The panic subsided, burned away by a lifetime of ruthless pragmatism. The soul of the master chef looked at his new, grim reality not with despair, but with the cold, analytical eye of a professional assessing a new, incredibly hostile kitchen.
He stood up, the boy's body unsteady. He needed resources. He needed a plan. As his mind raced, a ghostly memory fragment flickered into existence. It was the memory of a much younger Muyeong, the original one, hiding in this very room, watching his parents pry open a loose floorboard. They had placed a small, lead-lined box inside. An escape fund.
Driven by a desperate impulse, he crossed the room, found the loose board, and pried it open. Inside sat a small, dark box. He opened it.
Within lay several stacks of Aurum coins and two, low-grade, red-colored potions. It wasn't a fortune, but it was more than nothing. It was capital. It was a start. He knew instantly the potions were crude and would sell for more than they were worth in utility.

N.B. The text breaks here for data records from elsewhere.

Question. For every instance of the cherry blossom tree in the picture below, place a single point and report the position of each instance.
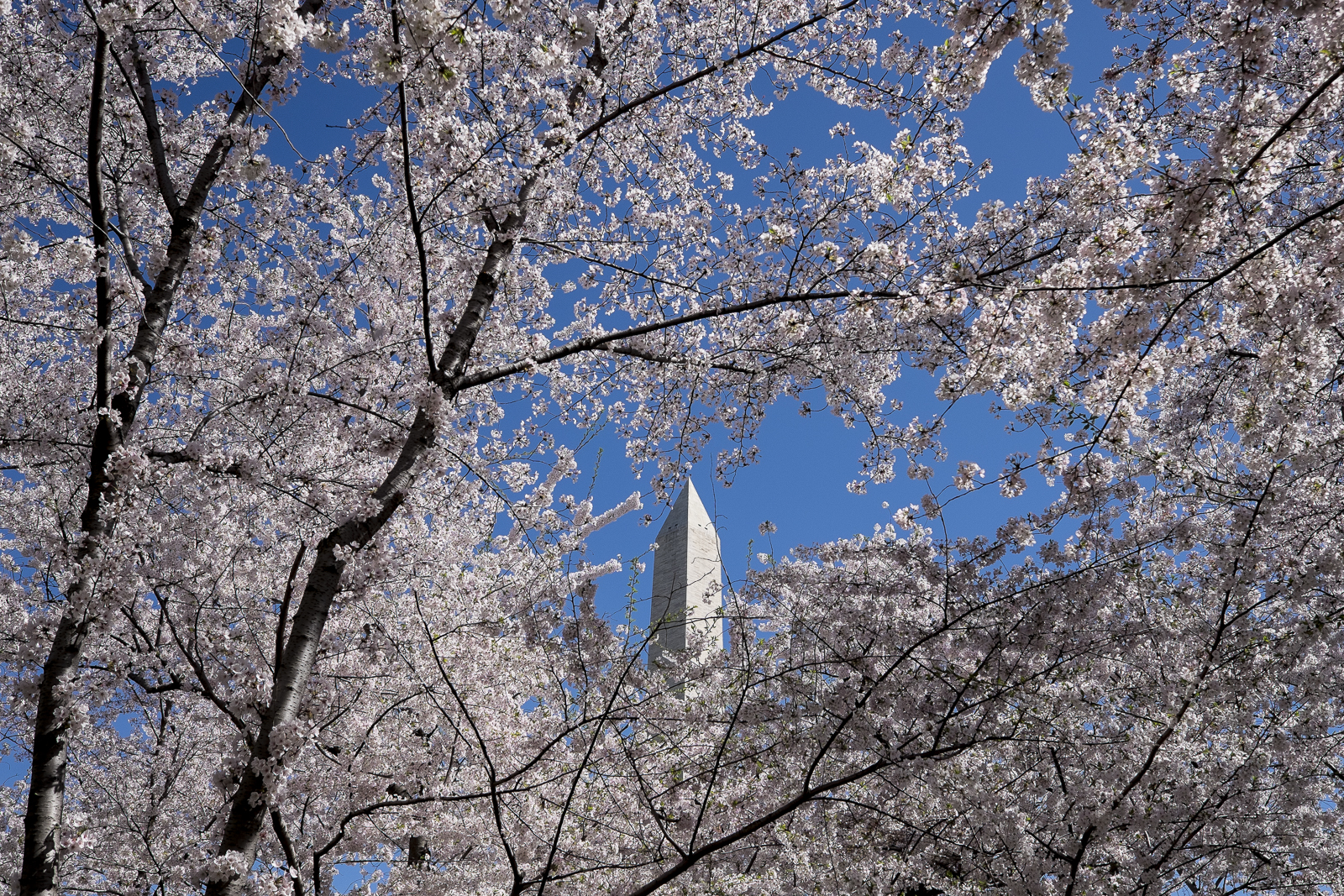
(293, 578)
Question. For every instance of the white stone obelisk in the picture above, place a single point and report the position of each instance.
(687, 580)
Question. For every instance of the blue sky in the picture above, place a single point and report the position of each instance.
(804, 465)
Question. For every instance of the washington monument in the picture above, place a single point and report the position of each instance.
(687, 580)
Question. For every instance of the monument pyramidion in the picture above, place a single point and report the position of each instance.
(687, 580)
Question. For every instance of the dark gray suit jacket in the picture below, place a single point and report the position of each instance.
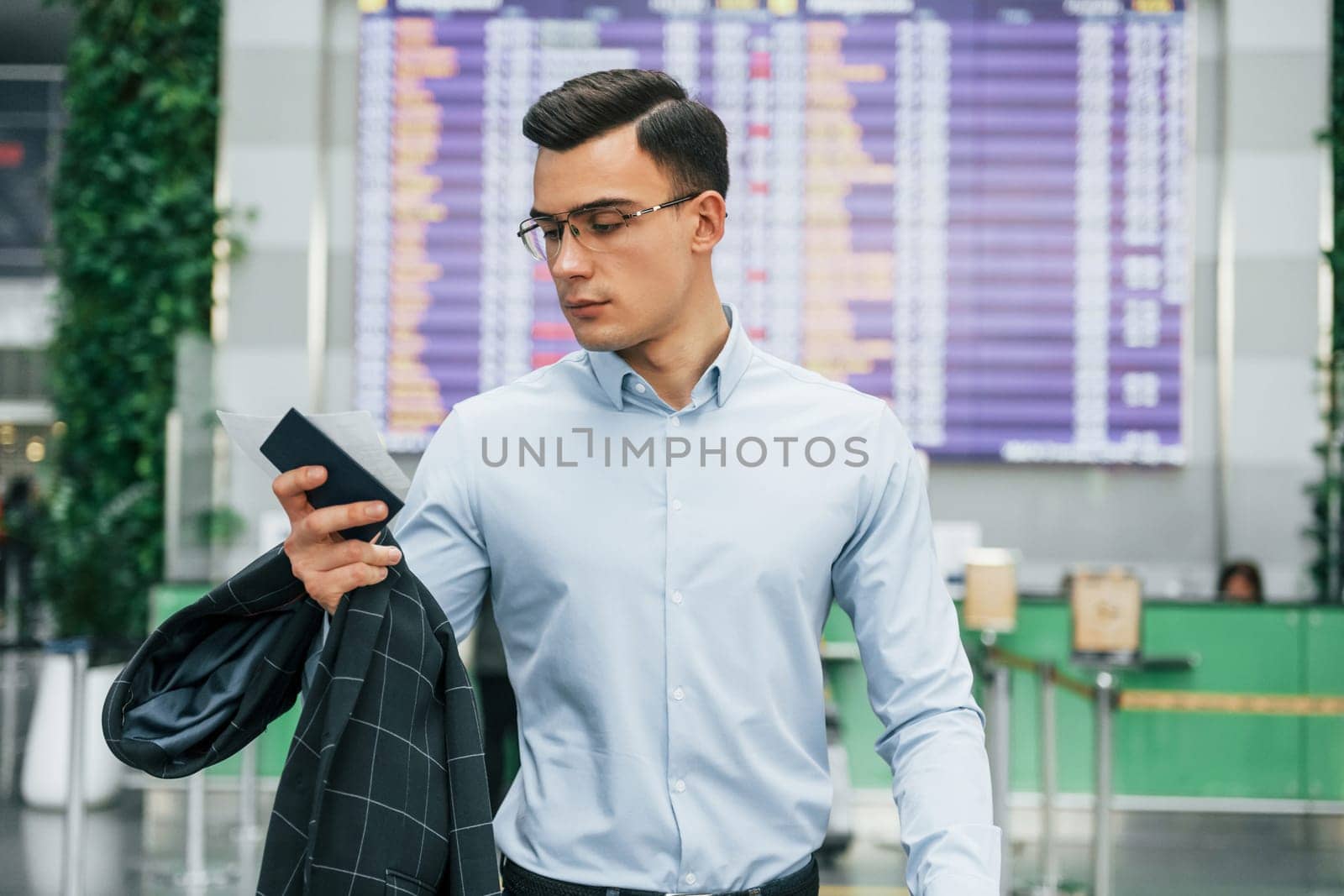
(383, 789)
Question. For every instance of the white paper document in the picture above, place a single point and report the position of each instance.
(354, 432)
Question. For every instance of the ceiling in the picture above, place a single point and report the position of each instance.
(34, 33)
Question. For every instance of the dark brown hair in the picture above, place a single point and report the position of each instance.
(683, 136)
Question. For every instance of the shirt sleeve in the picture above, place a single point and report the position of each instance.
(438, 531)
(920, 680)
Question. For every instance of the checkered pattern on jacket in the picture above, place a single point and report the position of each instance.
(383, 789)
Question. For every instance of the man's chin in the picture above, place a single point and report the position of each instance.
(596, 340)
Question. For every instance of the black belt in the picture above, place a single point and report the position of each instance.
(519, 882)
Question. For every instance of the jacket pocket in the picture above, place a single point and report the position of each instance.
(400, 884)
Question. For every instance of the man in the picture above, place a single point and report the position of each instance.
(663, 520)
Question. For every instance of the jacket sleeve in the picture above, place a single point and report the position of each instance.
(214, 674)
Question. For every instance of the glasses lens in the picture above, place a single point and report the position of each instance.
(600, 228)
(537, 241)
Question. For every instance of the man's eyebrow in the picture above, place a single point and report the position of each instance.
(595, 203)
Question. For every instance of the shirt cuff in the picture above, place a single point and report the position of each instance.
(960, 886)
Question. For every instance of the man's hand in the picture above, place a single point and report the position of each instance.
(328, 564)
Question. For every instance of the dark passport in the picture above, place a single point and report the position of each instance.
(296, 443)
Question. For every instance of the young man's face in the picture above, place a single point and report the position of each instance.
(642, 284)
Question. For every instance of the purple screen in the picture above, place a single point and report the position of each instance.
(978, 211)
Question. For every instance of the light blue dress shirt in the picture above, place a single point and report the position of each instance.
(660, 578)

He closed the box, his course now clear. The original Muyeong was dead. His life had been a failed recipe.
But he, the new occupant, was a master chef. And he would not fail. He would take the broken ingredients of this miserable life—the hated name, the frail body, this small stash of traitor's gold—and forge them into a masterpiece of power and control.
He looked at the cheap, cracked mirror on the wall, at the face of the boy who shared his name.
"Your life is over," he whispered, his new voice raspy. "Mine begins now."